Indonesia’s Prison Challenges
Lack of capacity in prisons is still one of the biggest problems in Indonesia's penitentiary system, as well as the paucity of rehabilitation programs for inmates to educate and train them before they step out of prison to rejoin society.
"Indonesia has an overcrowded prison system [...] Indonesia's prison population growth is an area that requires attention," Brown said.
As of June 2017, the total prison population in Indonesia has reached 224,000. However, the current prison system is only designed for about half that size.
Indonesia has 510 prisons in 33 provinces, and over 95 percent of those have to deal with overcapacity.
According to Brown, change is necessary from the prison management or operation.
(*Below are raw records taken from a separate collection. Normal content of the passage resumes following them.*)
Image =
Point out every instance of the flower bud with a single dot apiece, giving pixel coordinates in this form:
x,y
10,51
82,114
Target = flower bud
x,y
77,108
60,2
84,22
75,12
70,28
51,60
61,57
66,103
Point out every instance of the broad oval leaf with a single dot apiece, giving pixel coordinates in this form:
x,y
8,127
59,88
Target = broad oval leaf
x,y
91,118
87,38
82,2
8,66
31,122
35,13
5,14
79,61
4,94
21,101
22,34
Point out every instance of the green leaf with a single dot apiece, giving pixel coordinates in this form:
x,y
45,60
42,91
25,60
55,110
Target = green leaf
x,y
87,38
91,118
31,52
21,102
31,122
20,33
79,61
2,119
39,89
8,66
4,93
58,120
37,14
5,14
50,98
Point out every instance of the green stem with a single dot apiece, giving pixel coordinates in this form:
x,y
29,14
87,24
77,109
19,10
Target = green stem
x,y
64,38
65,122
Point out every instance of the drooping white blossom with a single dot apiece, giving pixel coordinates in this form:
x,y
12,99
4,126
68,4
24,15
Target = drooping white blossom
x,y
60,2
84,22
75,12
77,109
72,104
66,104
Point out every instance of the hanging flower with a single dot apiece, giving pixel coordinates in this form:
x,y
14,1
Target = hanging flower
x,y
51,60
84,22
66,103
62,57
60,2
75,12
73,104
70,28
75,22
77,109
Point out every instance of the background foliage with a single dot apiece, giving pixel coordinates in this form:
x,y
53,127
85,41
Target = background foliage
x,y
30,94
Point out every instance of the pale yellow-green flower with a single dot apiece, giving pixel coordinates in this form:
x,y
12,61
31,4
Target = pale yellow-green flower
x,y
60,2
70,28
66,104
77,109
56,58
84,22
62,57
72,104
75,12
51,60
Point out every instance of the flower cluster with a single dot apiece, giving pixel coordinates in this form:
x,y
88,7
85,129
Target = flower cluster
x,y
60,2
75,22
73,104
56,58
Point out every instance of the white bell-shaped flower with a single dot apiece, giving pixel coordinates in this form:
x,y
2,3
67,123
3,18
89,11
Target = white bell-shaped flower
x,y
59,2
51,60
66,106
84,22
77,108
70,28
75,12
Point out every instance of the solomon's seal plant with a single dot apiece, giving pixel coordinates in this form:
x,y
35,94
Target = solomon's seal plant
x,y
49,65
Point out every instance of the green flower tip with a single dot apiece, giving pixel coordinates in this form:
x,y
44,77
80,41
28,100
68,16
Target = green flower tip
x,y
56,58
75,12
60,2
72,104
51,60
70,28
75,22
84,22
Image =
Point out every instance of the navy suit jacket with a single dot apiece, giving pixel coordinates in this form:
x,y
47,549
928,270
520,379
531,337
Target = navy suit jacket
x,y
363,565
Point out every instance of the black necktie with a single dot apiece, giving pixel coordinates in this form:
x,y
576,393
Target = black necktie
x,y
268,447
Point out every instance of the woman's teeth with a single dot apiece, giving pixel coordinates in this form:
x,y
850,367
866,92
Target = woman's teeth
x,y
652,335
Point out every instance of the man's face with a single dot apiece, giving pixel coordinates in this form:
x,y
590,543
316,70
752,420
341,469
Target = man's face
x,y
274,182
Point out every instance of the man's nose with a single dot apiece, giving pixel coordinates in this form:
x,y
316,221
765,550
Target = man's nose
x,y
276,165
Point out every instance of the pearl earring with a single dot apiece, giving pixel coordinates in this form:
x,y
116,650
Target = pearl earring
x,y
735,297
But the long-term strategy should also look into how the prison system is integrated into the overall criminal justice system in the country.
He emphasized that "incarceration is not the only option" and that the government needs to find a solution that "balances public safety along with practical solutions to incarceration."
This sentiment was echoed by the chief warden of Jakarta's Cipinang Prison, Asep Sutandar, who said there are cases in which incarceration is not actually necessary.
Indonesia also needs to put more money in rehabilitation and reintegration programs to facilitate ex-prisoners' return to society.
In Cipinang Prison, the Jeera Foundation has been spearheading a growing movement to give convicted criminals a second chance by training them in creative industries inside the prison.
The foundation organizes a series of vocational programs for inmates to teach them various skills — from barista training to bag-making — which will help them survive once they are released.